Nos rues et les endroits les plus fréquentés du pays sont placés sous vidéosurveillance. Malgré tout, les actes de terrorisme n’ont jamais été aussi forts. La vidéosurveillance n’est-elle pas faite pour justement protéger les citoyens et tenter d’assurer une sécurité optimale ? Voici quelques explications.

vidéosurveillance et terrorisme

La vidéosurveillance, comment ça marche ?

Toutes les caméras installées dans les rues ou endroits publics sont reliées à des écrans de visualisation. Certains dispositifs permettent également l’enregistrement des conversations.
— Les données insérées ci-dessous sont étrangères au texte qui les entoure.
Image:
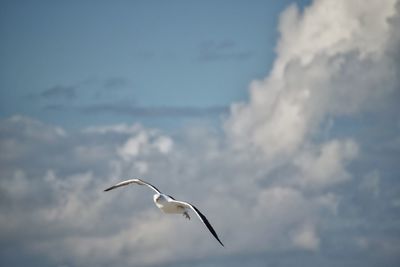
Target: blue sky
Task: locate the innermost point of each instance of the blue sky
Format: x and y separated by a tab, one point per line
279	120
150	54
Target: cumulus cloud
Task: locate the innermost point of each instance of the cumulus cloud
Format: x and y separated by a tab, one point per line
286	174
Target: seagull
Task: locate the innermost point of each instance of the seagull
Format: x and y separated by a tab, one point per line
168	204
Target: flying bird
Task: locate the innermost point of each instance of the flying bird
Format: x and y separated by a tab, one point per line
168	204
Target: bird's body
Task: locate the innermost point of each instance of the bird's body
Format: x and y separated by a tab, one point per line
168	204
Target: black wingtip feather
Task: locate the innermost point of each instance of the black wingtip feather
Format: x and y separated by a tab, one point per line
207	223
108	189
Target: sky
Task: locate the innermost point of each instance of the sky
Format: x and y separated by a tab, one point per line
279	120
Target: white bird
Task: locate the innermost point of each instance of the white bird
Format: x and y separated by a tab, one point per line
168	204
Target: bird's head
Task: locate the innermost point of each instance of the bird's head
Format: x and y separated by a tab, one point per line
156	198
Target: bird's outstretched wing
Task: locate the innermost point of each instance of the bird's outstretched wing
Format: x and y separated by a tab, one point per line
201	217
133	181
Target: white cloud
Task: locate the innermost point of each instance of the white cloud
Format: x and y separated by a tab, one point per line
268	183
306	238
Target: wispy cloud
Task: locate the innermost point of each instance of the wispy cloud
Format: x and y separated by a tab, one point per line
155	111
274	181
222	50
132	110
60	92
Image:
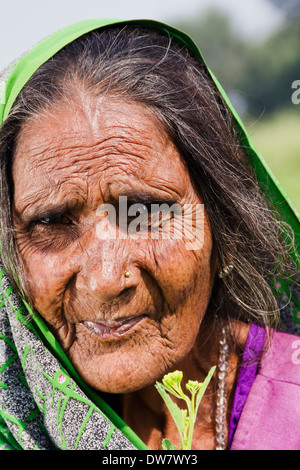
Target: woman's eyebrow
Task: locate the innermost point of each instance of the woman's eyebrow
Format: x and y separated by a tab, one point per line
47	208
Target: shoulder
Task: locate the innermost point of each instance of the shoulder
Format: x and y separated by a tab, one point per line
281	360
270	419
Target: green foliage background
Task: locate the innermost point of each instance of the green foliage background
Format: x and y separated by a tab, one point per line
258	75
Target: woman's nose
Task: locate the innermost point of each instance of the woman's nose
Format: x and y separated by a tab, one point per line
105	273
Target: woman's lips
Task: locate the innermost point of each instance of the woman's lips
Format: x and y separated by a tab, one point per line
113	328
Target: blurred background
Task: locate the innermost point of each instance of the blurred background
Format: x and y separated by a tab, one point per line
252	46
Le poste d’observation comporte donc autant d’écrans que de caméras installées. Des agents sont chargés de visualiser les données et de donner l’alerte en cas de problème observé. Mais le nombre de caméras est parfois tellement important et le nombre d’agents tellement minime, qu’il est impossible d’avoir les yeux partout.

Pour exemple, à Lyon, il y a 2 opérateurs pour 200 caméras environ, à Paris c’est 1 opérateur pour 100 à 150 caméras environ. Seules 3% des images reçues sont alors observées en temps réel. Heureusement, grâce à l’enregistrement des images, il est possible d’avoir plus de recul et de traiter les données en décalé. Si la plupart des dispositifs permettent de faire des arrêts sur images et des zooms plus précis, la qualité des images perçues reste à déplorer.
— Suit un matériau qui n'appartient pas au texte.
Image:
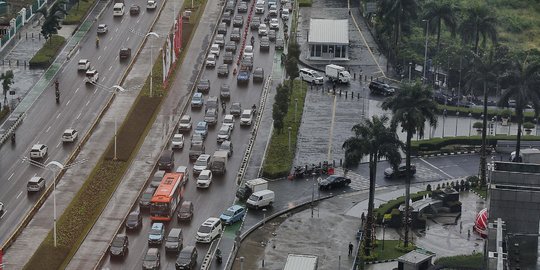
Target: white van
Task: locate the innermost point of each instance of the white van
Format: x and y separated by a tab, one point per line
311	76
118	9
261	198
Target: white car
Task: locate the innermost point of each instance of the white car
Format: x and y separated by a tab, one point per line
83	65
102	28
215	49
69	135
151	4
92	76
248	51
274	24
224	133
177	141
185	123
229	121
263	30
246	118
205	179
211	60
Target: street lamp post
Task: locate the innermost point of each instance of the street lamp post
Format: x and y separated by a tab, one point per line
290	128
425	50
151	62
457	116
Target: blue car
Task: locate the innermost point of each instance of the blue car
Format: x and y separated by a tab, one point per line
202	129
233	214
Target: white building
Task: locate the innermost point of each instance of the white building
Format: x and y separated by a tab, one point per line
328	39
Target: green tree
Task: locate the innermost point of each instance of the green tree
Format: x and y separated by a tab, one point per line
411	108
521	81
483	75
479	22
7	81
373	138
438	12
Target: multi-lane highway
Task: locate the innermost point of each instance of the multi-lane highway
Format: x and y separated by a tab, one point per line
213	201
79	106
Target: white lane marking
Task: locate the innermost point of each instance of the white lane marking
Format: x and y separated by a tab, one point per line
438	169
332	129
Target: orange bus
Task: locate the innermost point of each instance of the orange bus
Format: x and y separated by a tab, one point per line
167	197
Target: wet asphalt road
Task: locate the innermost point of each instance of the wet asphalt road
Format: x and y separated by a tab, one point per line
213	201
79	106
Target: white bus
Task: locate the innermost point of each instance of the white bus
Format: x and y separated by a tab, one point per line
118	9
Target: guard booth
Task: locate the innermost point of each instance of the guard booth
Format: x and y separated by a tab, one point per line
418	259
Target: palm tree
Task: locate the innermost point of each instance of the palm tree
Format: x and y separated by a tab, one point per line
411	108
479	19
521	84
374	139
439	12
483	74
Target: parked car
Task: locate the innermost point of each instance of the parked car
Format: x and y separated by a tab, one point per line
334	181
119	246
185	123
146	197
134	220
401	171
152	259
186	211
177	141
187	259
203	86
233	214
156	234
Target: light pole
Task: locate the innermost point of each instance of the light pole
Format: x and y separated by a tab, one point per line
470	127
47	167
425	50
151	62
457	116
290	128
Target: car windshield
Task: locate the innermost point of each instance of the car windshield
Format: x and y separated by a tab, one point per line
205	229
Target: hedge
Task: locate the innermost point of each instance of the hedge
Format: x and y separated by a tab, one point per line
46	55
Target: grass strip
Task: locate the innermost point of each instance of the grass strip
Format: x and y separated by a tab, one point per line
46	55
89	202
78	11
279	158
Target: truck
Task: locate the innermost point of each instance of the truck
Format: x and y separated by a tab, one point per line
528	155
337	74
219	162
301	262
250	187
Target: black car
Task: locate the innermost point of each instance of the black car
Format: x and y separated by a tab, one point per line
401	171
334	181
187	259
119	246
223	70
152	259
230	47
134	220
203	86
258	74
236	109
144	201
381	88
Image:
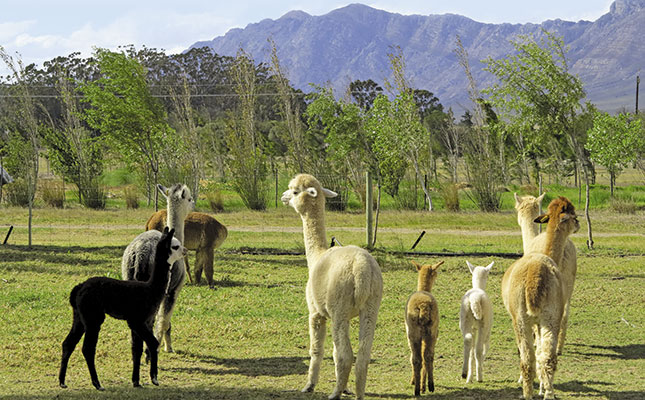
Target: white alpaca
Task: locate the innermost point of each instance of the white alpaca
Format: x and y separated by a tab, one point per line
475	321
344	282
527	210
138	257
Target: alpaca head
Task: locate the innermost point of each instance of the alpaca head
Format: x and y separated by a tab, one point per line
305	193
170	246
480	274
427	275
179	198
561	216
528	207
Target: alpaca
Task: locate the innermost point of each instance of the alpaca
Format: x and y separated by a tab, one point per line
133	301
202	233
475	321
344	282
422	328
527	210
533	294
138	257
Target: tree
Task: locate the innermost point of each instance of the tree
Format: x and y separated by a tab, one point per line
24	145
613	142
123	109
247	161
540	99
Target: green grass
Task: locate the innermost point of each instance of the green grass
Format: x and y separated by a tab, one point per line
248	338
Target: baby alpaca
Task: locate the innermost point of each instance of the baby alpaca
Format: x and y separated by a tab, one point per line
344	282
422	327
475	321
133	301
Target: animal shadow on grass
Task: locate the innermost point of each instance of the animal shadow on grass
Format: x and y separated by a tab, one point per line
267	366
59	255
627	352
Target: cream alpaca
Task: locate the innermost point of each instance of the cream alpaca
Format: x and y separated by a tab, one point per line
532	290
475	321
344	282
422	327
527	210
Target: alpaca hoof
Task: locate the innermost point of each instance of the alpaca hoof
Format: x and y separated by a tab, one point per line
308	388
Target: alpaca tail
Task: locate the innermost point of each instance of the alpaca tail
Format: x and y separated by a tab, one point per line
535	288
476	305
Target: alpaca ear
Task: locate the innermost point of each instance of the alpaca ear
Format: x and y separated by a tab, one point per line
470	266
163	190
329	193
517	199
542	219
541	197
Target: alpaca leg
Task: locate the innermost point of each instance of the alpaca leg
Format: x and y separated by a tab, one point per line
343	355
429	343
137	349
69	344
367	317
317	332
200	256
89	352
416	359
466	370
208	267
563	328
547	356
524	336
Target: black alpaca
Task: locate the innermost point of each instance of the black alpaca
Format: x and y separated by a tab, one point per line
133	301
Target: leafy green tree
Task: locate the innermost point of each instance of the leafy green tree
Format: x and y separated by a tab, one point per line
613	142
124	110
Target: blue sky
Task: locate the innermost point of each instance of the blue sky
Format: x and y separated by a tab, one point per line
39	30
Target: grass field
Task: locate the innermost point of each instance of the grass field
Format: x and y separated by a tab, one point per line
248	338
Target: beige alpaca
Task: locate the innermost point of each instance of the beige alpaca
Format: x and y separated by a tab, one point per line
344	282
202	233
527	210
422	327
532	290
475	322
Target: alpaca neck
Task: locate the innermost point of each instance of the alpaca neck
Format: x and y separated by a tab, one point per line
313	229
176	222
556	240
529	231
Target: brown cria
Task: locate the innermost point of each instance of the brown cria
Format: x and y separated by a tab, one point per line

La vidéosurveillance permet-elle de lutter contre le terrorisme ?

La réponse à cette question reste mitigée. En effet, il est difficile de demander à des images de faire parler les intentions malsaines des gens. Jusqu’à présent, les actes de terrorismes commis en Europe (et dans le monde), bien que prémédités, n’ont jamais pu être décelés en amont sur les vidéos de surveillance car les terroristes se comportaient comme des citoyens modèles. Lors du passage à l’acte, il est déjà quasiment trop tard. Il ne reste que les enregistrements pour visualiser en détail les comportements étranges des responsables et tenter de faire circuler des agrandissements d’arrêts sur images afin de retrouver les coupables.

La vidéosurveillance est-elle inefficace ?

Si dans les faits pour le moment, rien ne prouve son efficacité, rien ne prouve non plus son inutilité. En effet, les seules pistes sérieuses afin de retrouver les coupables d’actes de terrorisme sont issus d’enregistrements de vidéosurveillance et de témoins oculaires. Il est important de souligner que la caméra seule n’a aucune marge de manœuvre, elle se contente d’enregistrer des images mais ne peut en aucun cas intervenir en cas de comportement étrange. Seul l’Homme le peut et il semblerait que ce qu’il fait défaut au système soit justement le manque de personnel derrière les écrans de contrôle. Mais là encore, l’œil humain ne peut retenir son attention qu’une vingtaine de minutes et si les caméras peuvent, elles, tourner 24/24h et 7/7j, il n’en va pas de même pour les agents. Une relève pourrait être mise en place mais les coûts liés à ces dispositifs seraient alors démesurés.

La vidéosurveillance en est encore à ses prémices. Si elle ne peut pas prévenir les actes terroristes, et si les images qu’elle enregistre ne peuvent pas être visionnées en temps réel faute de capacités humaines et financières, elle reste tout de même un allié essentiel dans la communication et les enquêtes policières. Grâce aux enregistrements, il est possible de remonter la trace des responsables d’actes terroristes et de les arrêter.